Emil Ferris, 62 ans, est un survivant. À 40 ans, le virus du Nil occidental lui a fait perdre l’usage de sa main. Mais elle s’est battue pour se remettre à dessiner, avec une technique très originale : entièrement au stylo à bille.
Cela a demandé beaucoup de courage, comme l’a enseigné l’empereur et philosophe romain Marc Aurèle.
Trop indéfinissable
“L’enseignement numéro un de Marc Aurèle, selon lequel l’obstacle est le chemin, était vraiment la phrase dans son ensemble qui décrivait le mieux tout ce qui a fait exister ce livre”, explique le concepteur. “J’ai dit à l’éditeur original que cela ferait environ 200 pages et j’avais l’impression que je pourrais le faire en un an.”
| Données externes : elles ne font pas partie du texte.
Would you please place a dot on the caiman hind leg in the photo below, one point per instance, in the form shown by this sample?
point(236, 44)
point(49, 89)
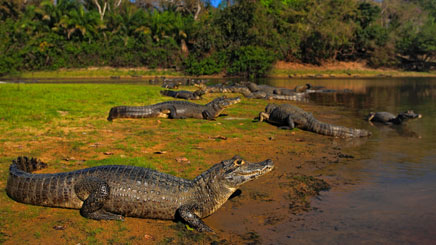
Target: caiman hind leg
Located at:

Emil Ferris travaille alors 16 heures par jour, dans le plus grand dénuement, aidé financièrement par un ami employé du parking, et avec une petite avance de cet éditeur… qui a refusé le tome 1. Trop indéfinissable, trop extravagant.
Un autre éditeur, Fantagraphics, a pris le risque. Il se heurte à des ennuis : imprimés en Chine, les exemplaires sont saisis au Panama lors de la faillite du transporteur.
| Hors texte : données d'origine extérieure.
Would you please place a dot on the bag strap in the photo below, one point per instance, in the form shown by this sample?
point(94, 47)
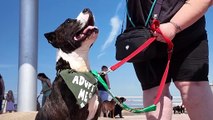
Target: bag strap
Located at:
point(154, 27)
point(157, 8)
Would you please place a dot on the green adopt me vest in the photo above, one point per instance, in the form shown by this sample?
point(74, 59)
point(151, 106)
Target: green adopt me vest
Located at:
point(82, 84)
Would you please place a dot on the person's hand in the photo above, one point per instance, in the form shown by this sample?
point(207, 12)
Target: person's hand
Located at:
point(168, 30)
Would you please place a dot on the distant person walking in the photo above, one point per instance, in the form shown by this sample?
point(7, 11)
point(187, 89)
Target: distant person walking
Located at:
point(46, 86)
point(101, 90)
point(2, 89)
point(10, 102)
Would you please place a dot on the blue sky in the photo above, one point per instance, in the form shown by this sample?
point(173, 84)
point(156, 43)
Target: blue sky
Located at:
point(109, 16)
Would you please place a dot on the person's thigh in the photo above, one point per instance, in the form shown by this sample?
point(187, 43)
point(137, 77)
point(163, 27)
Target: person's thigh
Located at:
point(150, 73)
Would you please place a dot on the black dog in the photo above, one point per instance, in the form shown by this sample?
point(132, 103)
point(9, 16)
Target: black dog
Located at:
point(73, 39)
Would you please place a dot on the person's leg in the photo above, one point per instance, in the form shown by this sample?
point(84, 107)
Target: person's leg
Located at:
point(1, 111)
point(43, 99)
point(197, 98)
point(164, 107)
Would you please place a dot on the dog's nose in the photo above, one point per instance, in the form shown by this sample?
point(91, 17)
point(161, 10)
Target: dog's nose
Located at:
point(86, 10)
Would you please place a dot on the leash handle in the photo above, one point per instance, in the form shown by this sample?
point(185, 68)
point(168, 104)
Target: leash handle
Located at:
point(133, 54)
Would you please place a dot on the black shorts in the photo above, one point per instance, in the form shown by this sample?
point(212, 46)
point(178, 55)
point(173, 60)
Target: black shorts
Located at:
point(188, 64)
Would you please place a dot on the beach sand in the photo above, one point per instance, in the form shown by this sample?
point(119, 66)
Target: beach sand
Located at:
point(126, 115)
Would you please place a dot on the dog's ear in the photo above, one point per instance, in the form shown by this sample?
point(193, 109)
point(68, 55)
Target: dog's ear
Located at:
point(51, 37)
“Le livre a suscité beaucoup d’intérêt car il avait en réalité été volé, pensions-nous, par des pirates”, se souvient Emil Ferris.
Il est paru en 2017, salué par la critique, puis traduit en français en 2018, se vendant, à 160 000 exemplaires, encore mieux qu’aux Etats-Unis.
Couverture du deuxième tome de « Moi, ce que j’aime, ce sont les monstres », de l’auteur américain Emil Ferris, publié en français par Monsieur Toussaint Louverture. (Capture d’écran / Monsieur Toussaint Louverture)
«Mieux en français»
Emil Ferris avait bien avancé sur le tome 2 lorsqu’elle s’est lancée dans une procédure très longue et difficile contre son éditeur, s’estimant mal payée. Une fois l’accord trouvé, un premier imprimeur en Chine abandonne la partie et un deuxième prend le relais.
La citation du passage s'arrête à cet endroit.